In truth, there were few Danes playing gallop in Toulouse yesterday but there were thousands of them tipping beer down their throats with a rare fury before their team's afternoon encounter against South Africa.
In the sweltering open squares in the city centre, many of the 20,000 Danish fans wearing red and white shirts and waving flags, were having a party with such intensity you would have thought the world was about to impose an eternal ban on enjoyment. And quite predictably, there was not the merest hint of any trouble.
It would be too simplistic to say all Danes can drink like fish and remain decent, charming people, while a half-pint of watery lager turns an English football supporter into a violent yob. But yesterday's scenes posed the question: Why do some end up fighting in the streets while others do not?
"I think it is part of Danish culture that we drink and enjoy ourselves but stay in a good mood," said Soren Jensen, also from Grenna.
Other countries manage this trick, too. James Rawlison, the British Consul General in south-west France, witnessed the encounter between the Norwegian and Scottish fans after their team's 1-1 match in Bordeaux. "Between them they drank the place dry. They were drunk, they were loud but they were incredibly good-natured," he said. "There was not one incident reported to the police and no one I have spoken to has had a bad word against them.
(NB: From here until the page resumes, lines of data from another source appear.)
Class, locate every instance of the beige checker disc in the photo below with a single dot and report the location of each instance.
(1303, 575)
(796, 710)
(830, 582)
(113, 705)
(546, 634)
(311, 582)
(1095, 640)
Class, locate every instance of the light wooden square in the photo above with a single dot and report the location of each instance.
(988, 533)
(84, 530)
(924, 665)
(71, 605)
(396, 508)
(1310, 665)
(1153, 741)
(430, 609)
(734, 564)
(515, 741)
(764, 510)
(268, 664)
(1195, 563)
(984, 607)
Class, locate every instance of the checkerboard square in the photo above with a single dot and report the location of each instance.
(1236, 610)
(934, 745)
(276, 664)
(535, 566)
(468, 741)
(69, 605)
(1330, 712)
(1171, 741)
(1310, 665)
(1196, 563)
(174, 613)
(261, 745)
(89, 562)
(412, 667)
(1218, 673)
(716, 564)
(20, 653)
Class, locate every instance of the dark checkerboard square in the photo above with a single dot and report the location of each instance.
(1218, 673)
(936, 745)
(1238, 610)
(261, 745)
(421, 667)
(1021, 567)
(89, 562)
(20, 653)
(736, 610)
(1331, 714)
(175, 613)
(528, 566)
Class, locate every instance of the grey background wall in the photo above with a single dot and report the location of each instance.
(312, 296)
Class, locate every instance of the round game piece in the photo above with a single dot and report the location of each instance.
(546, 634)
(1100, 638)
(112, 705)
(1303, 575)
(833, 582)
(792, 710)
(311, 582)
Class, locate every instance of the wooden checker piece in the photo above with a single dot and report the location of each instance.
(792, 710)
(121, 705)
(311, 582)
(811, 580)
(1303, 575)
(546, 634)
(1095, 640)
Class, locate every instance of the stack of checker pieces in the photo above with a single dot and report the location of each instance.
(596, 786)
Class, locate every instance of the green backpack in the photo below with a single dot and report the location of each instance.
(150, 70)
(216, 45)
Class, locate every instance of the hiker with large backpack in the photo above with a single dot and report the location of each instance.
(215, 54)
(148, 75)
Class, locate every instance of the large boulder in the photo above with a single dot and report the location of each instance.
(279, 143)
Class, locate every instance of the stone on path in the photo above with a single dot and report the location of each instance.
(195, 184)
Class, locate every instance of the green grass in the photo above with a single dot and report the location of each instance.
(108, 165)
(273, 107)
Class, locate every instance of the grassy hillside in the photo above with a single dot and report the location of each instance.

"The local paper even ran a story welcoming back the Scots any time they wanted to come and thanking them for adding to the atmosphere."
Inspector Peter Chapman, head if the National Criminal Intelligence Service's football unit, said this week that excessive drinking was a key factor in the violence that broke out last weekend in Marseilles. His analysis may be right but there must be more to it than just that.
Toulouse's "English pub" the Frog and Rosbif, a noisy, sweaty place where they brew their own beer, has been full of English supporters this week. They have been loud, drunk and singing along to Queen hits from the Seventies, but they have not been causing any trouble.
"You should not be too hard on the English," said Mr Honriksen's friend Kyeld Sorensen. "I was in Sheffield during Euro '96 and I had a great time with the English. There was no trouble," he said. "I just think some of the English people are not here for the football."